[From Bill Powers (930913.1045 MDT)]

Avery Andrews (930913.0944) --

To put Gibson's "affordance" in the best light, we could

understand it as meaning that there is an objective reality of

some sort which provides the raw material from which perceptions

can be derived (and although Gibson didn't say so as far as I

remember, on which we can act). My problem with Gibson is that

when he starts giving examples of such affordances, they are

always in terms of other perceptions, which makes him look like a

conditional realist ( = someone who is a realist under some

conditions). When he says that "surfaces" or "ambient light"

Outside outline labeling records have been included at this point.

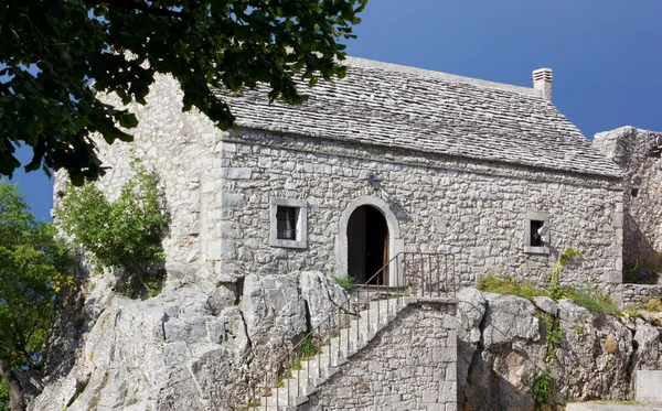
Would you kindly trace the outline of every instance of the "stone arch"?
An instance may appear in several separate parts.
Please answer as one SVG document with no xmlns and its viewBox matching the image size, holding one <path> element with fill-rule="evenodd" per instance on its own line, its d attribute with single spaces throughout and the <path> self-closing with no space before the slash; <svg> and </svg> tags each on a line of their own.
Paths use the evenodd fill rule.
<svg viewBox="0 0 662 411">
<path fill-rule="evenodd" d="M 338 235 L 335 236 L 335 270 L 338 275 L 342 277 L 348 274 L 348 223 L 350 221 L 350 217 L 356 210 L 356 208 L 365 205 L 372 206 L 380 210 L 380 213 L 382 213 L 386 219 L 386 225 L 388 227 L 389 258 L 394 258 L 405 250 L 404 240 L 401 235 L 399 223 L 395 214 L 391 210 L 391 207 L 388 207 L 388 203 L 380 197 L 374 196 L 359 197 L 348 204 L 340 217 Z M 402 272 L 402 270 L 391 269 L 389 271 L 391 274 L 388 275 L 388 285 L 397 285 L 399 279 L 397 279 L 396 273 Z"/>
</svg>

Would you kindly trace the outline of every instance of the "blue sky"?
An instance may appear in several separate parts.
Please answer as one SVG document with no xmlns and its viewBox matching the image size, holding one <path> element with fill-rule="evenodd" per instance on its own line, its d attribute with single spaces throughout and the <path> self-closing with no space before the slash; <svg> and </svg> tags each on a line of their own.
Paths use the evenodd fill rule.
<svg viewBox="0 0 662 411">
<path fill-rule="evenodd" d="M 662 0 L 371 0 L 362 17 L 352 56 L 526 87 L 549 67 L 554 104 L 586 137 L 662 131 Z M 43 173 L 14 181 L 50 219 Z"/>
</svg>

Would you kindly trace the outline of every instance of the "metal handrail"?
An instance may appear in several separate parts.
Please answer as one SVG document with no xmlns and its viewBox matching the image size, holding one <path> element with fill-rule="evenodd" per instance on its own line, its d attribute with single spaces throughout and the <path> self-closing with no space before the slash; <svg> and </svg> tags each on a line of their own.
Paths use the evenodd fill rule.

afford the perception of visual objects, he is apparently saying

that surfaces and ambient light are not perceptions. In a way

they aren't -- but they are concepts derived from perceptual

interactions with the world and not knowable without the aid of

perceptions.

## ยทยทยท

--------------------------------------------------------------

..if a landscape contains smallish rocks, they afford throwing

to humans and chimpanzees, but not dogs, etc.

Oh, dogs can throw rocks, too, or at least balls (not so hard on

the teeth). The problem here is that while human beings do throw

rocks, they can do all sorts of other things with them, too, like

holding down pieces of paper, breaking up into gravel, carving

statues out of, piling up into trail markers, commemorative

cairns, and stocks of supplies for building roads, rolling down

hills, holding books upright --- the longer you think about it,

the more affordances a rock has.

This way of characterizing rocks in terms of human purposes in

which they may play a part is simply too superficial; it doesn't

take advantage of a more modern concept, which is _properties_.

The properties of a rock can be stated without reference to how

the rock will be used by an organism. Compressive strength,

tensile strength, density, chemical composition, and so forth

don't imply any particular use. The reason you can't pour a rock

into a cup is not that it doesn't afford pouring, but that the

rock does not have the properties of a liquid. A human being

determined to pour the rock into a (graphite) cup can act to

change the rock's affordances by heating it enough to melt it.

But that way of putting it takes us back to the days of alchemy

and before, when the idea of properties didn't exist and things

behaved as they did because of "principles."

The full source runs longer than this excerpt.